Summary (incl. main characters, stakes, setting)
Piranesi lives in a labyrinth-like House of three floors with many halls. He is pure hearted, resourceful and dedicated to the House’s offerings—the statues of wisdom, the fish, the seaweed, the dead bodies he honors through ritual. He lives alone but meets with the Other every week and reports his scientific findings of the House. He starts receiving clues from the Other that the life he lives may not be the entirety when the Other asks him if he remembers Battersea. Piranesi runs into the Prophet, Laurence Arne-Sayles, who reveals the Other’s name (Ketterley) and seems to pity him. Piranesi starts to learn about other individuals (who presumably live in another world, outside of the House) through his past journals.
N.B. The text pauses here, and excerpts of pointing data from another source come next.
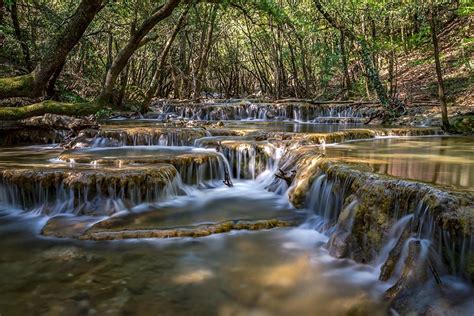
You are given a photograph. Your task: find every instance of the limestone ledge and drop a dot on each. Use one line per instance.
(106, 230)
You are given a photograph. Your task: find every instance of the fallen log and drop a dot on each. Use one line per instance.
(48, 106)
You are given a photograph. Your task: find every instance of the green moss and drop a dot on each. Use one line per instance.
(48, 106)
(463, 124)
(13, 86)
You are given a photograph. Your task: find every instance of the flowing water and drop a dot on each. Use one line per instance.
(279, 271)
(441, 160)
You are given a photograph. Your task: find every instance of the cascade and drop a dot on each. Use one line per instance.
(413, 221)
(301, 112)
(147, 136)
(196, 166)
(85, 191)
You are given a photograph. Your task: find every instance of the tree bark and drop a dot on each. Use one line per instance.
(34, 83)
(366, 57)
(19, 36)
(48, 106)
(121, 60)
(202, 61)
(347, 79)
(157, 76)
(439, 73)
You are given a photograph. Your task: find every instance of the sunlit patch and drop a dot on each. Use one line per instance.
(193, 277)
(288, 274)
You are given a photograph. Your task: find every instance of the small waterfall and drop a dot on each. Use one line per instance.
(147, 137)
(301, 112)
(85, 192)
(413, 221)
(247, 159)
(326, 198)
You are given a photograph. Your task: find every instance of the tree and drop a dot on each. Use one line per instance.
(34, 84)
(158, 74)
(439, 74)
(366, 56)
(121, 60)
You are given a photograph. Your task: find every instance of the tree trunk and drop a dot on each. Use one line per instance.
(157, 76)
(202, 63)
(366, 57)
(121, 60)
(347, 79)
(19, 36)
(50, 92)
(439, 74)
(34, 83)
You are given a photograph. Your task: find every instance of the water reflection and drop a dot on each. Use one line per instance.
(440, 160)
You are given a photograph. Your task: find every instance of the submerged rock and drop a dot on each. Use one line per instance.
(124, 227)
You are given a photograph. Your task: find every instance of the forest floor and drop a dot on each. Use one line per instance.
(416, 80)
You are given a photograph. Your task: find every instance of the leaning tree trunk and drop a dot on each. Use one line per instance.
(34, 84)
(203, 59)
(19, 36)
(439, 73)
(366, 57)
(158, 75)
(135, 41)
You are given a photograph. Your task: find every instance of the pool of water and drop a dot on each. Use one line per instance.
(440, 160)
(280, 271)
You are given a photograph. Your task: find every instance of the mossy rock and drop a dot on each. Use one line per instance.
(463, 124)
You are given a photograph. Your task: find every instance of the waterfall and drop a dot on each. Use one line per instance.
(78, 192)
(300, 112)
(413, 222)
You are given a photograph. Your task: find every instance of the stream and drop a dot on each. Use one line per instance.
(78, 227)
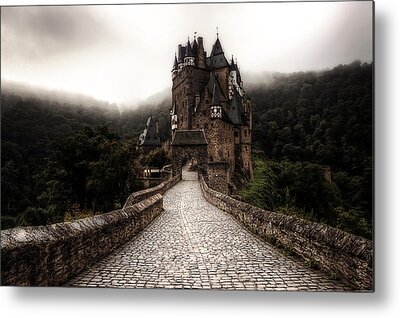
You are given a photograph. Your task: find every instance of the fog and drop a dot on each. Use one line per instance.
(124, 53)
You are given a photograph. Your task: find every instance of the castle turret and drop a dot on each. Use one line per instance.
(181, 56)
(216, 105)
(175, 68)
(201, 53)
(189, 57)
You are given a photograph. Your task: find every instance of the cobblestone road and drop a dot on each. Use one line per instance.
(194, 245)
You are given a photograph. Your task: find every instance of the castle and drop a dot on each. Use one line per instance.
(211, 117)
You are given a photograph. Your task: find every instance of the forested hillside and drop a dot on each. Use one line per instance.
(304, 124)
(60, 158)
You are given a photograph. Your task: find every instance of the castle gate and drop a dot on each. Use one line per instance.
(188, 145)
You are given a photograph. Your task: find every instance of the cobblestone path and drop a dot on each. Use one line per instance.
(194, 245)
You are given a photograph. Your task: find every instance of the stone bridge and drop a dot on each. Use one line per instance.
(193, 244)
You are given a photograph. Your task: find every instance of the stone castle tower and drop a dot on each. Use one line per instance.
(208, 96)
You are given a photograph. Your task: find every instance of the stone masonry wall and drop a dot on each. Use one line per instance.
(51, 255)
(336, 252)
(147, 193)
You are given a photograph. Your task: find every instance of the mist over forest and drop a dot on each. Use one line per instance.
(64, 152)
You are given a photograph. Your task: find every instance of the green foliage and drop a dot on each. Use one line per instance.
(304, 122)
(300, 189)
(91, 169)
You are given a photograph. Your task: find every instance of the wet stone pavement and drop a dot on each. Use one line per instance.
(194, 245)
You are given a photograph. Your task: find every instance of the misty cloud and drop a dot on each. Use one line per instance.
(36, 32)
(124, 53)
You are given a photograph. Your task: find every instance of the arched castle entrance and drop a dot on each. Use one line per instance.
(188, 146)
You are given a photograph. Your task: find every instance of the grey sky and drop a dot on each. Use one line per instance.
(124, 53)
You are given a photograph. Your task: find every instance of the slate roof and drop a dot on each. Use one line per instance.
(189, 138)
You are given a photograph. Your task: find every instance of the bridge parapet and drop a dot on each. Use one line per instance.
(337, 253)
(51, 255)
(144, 194)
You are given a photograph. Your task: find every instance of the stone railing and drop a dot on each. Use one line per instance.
(144, 194)
(339, 254)
(51, 255)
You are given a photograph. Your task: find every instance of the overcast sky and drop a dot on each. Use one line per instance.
(124, 53)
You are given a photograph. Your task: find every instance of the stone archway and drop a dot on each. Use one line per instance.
(186, 145)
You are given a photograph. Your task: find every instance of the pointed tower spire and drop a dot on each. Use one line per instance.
(188, 49)
(175, 63)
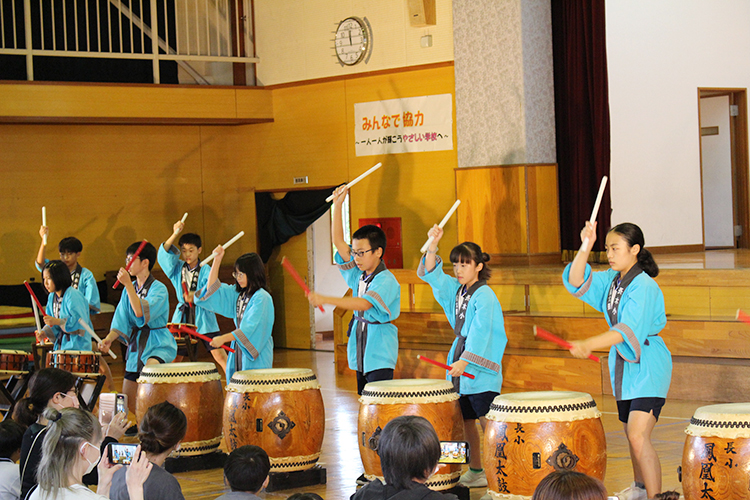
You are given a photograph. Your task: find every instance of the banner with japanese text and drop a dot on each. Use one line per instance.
(409, 125)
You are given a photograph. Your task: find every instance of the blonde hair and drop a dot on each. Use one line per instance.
(67, 430)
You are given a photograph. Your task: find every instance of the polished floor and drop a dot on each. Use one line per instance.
(340, 455)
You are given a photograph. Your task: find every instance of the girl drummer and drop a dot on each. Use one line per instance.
(640, 364)
(475, 314)
(251, 307)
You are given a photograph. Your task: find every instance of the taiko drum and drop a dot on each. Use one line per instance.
(194, 388)
(531, 434)
(435, 400)
(280, 410)
(716, 457)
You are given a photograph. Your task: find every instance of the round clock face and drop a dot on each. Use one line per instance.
(352, 41)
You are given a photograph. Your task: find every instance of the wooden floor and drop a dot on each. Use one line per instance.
(340, 455)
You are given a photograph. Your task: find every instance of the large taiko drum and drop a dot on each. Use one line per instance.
(13, 362)
(531, 434)
(436, 400)
(716, 457)
(195, 388)
(79, 363)
(280, 410)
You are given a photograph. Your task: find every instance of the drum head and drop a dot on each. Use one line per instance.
(409, 390)
(273, 379)
(543, 406)
(728, 421)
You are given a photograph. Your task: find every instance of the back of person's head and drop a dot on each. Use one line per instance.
(11, 435)
(633, 235)
(468, 252)
(569, 485)
(67, 431)
(246, 468)
(409, 449)
(43, 385)
(70, 244)
(148, 252)
(60, 275)
(163, 426)
(251, 265)
(373, 234)
(190, 239)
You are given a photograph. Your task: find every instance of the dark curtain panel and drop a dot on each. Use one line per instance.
(581, 116)
(279, 220)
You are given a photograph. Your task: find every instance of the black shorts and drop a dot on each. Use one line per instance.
(646, 405)
(474, 406)
(133, 376)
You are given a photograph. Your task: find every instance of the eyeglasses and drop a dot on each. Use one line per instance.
(361, 253)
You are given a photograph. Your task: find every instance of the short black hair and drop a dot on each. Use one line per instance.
(247, 468)
(70, 244)
(409, 449)
(373, 234)
(190, 239)
(148, 252)
(59, 273)
(11, 435)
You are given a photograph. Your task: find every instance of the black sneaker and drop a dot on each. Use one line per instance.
(362, 480)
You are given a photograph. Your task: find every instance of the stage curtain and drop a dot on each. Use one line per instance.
(279, 220)
(581, 117)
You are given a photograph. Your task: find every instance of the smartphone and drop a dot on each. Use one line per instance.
(454, 452)
(120, 453)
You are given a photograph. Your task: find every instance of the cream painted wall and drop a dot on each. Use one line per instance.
(295, 37)
(659, 53)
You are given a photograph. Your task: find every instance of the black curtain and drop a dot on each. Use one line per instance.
(279, 220)
(581, 117)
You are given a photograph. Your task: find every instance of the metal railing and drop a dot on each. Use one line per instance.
(184, 30)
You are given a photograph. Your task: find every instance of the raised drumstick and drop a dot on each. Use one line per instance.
(225, 246)
(542, 333)
(132, 259)
(348, 186)
(441, 225)
(442, 365)
(291, 270)
(91, 332)
(595, 211)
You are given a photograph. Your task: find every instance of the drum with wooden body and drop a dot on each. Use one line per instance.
(13, 362)
(436, 400)
(195, 388)
(280, 410)
(716, 457)
(79, 363)
(531, 434)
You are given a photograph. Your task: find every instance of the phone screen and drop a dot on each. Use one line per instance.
(454, 452)
(120, 453)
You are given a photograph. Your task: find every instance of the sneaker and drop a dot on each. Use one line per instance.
(362, 480)
(632, 492)
(472, 479)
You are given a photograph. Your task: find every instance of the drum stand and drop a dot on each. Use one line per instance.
(297, 479)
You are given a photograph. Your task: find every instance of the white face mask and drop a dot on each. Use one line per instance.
(93, 464)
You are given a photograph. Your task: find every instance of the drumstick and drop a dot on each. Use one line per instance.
(290, 268)
(225, 246)
(595, 211)
(33, 296)
(201, 336)
(132, 259)
(442, 365)
(91, 332)
(349, 186)
(441, 225)
(44, 223)
(540, 332)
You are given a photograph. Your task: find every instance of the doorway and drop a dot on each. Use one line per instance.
(724, 167)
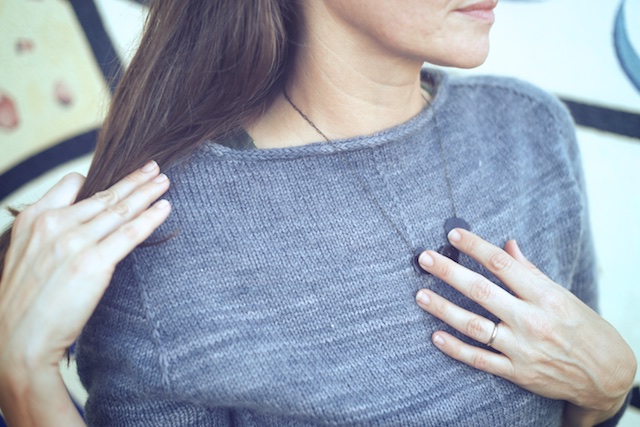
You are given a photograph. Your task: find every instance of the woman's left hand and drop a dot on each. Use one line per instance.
(550, 342)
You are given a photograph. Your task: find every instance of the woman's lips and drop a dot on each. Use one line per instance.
(482, 10)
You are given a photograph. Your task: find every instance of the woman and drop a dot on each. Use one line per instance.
(311, 162)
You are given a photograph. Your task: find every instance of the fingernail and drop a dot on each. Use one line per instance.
(149, 166)
(425, 260)
(162, 204)
(454, 236)
(423, 298)
(160, 178)
(438, 341)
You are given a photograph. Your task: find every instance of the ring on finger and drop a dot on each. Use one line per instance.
(494, 333)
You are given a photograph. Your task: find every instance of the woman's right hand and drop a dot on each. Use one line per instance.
(58, 265)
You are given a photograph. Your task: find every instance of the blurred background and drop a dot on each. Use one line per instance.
(60, 60)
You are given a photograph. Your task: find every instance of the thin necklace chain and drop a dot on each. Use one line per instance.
(366, 186)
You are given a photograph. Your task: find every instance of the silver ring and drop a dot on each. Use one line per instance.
(494, 333)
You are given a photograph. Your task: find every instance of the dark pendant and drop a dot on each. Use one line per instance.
(446, 250)
(451, 223)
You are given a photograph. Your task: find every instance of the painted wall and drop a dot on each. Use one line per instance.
(53, 94)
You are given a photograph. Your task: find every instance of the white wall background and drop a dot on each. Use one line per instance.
(564, 46)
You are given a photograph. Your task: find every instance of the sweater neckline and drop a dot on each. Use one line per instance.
(240, 145)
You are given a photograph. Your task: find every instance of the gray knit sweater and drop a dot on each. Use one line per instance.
(285, 298)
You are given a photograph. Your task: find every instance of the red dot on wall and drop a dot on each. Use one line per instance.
(63, 93)
(9, 119)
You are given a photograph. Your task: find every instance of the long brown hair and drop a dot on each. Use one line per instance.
(204, 68)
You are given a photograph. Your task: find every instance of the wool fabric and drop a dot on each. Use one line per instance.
(281, 296)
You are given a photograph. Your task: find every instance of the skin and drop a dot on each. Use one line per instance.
(42, 310)
(357, 72)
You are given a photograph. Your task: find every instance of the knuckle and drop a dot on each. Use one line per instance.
(130, 232)
(474, 329)
(66, 245)
(108, 197)
(500, 261)
(480, 289)
(471, 245)
(540, 328)
(81, 263)
(121, 209)
(48, 222)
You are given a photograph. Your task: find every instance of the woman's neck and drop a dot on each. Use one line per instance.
(345, 84)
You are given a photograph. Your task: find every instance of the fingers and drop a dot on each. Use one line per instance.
(464, 321)
(128, 208)
(512, 248)
(475, 357)
(87, 209)
(471, 284)
(118, 244)
(512, 273)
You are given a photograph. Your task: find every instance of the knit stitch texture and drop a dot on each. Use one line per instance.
(285, 298)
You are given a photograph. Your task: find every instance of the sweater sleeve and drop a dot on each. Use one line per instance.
(585, 282)
(120, 365)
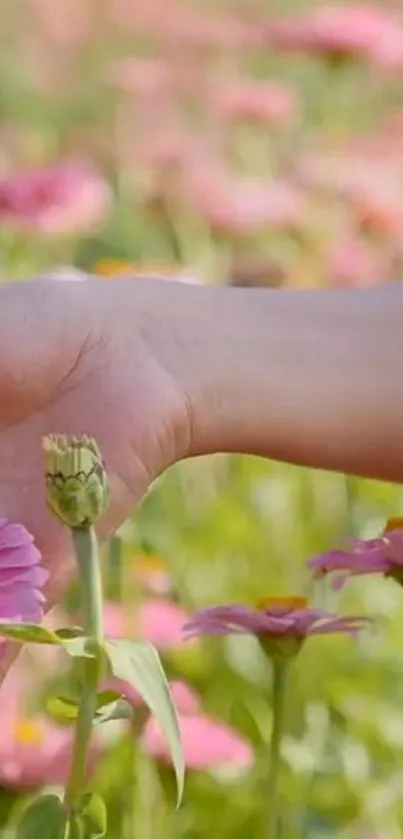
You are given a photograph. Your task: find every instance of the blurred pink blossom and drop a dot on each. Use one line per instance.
(270, 103)
(21, 576)
(60, 199)
(207, 743)
(354, 262)
(242, 205)
(33, 750)
(357, 30)
(367, 179)
(142, 76)
(158, 621)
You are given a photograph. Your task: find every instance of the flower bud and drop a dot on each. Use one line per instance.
(77, 489)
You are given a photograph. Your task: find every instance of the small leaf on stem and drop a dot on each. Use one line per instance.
(138, 663)
(28, 633)
(44, 818)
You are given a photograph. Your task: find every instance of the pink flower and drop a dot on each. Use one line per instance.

He is eventually saved by 16, a woman police officer who the Other fears and lies to Piranesi that she is trying to hurt him. The Other drowns in a flood and Piranesi becomes friends with 16, eventually going back to the other world as Matthew Rose Sorensen. It’s revealed that Matthew is an academic/journalist who was writing about Sayles, went to meet Ketterley and became stuck in the House after Ketterley performed the ritual to take him there. The House causes memory loss if there for too long. Piranesi sees Matthew as residing within himself, but separate from himself. A third self emerges as he reintegrates into the world.
How I discovered it (rec, why now)
Both Chelsea and Kening recommended it. Was drawn to the labyrinth motif as I’m in Kening’s Labyrinth Library this season
How I felt (thoughts on writing, themes, plot, pacing)
- Really enjoyed the rich metaphors. House as world, house as memory, multiple selves
- Isolation of seeking knowledge as almost a hallucinatory state
- The dangers of pursuing knowledge, enlightenment over all (seen in Arne-Sayles and Ketterley)
- Forgetting a part of the self with too much isolation
- Honoring all parts of self (Piranesi, Matthew, the third self)
- How formed are we? “Innatism” - how much of the self is discovering what is already known?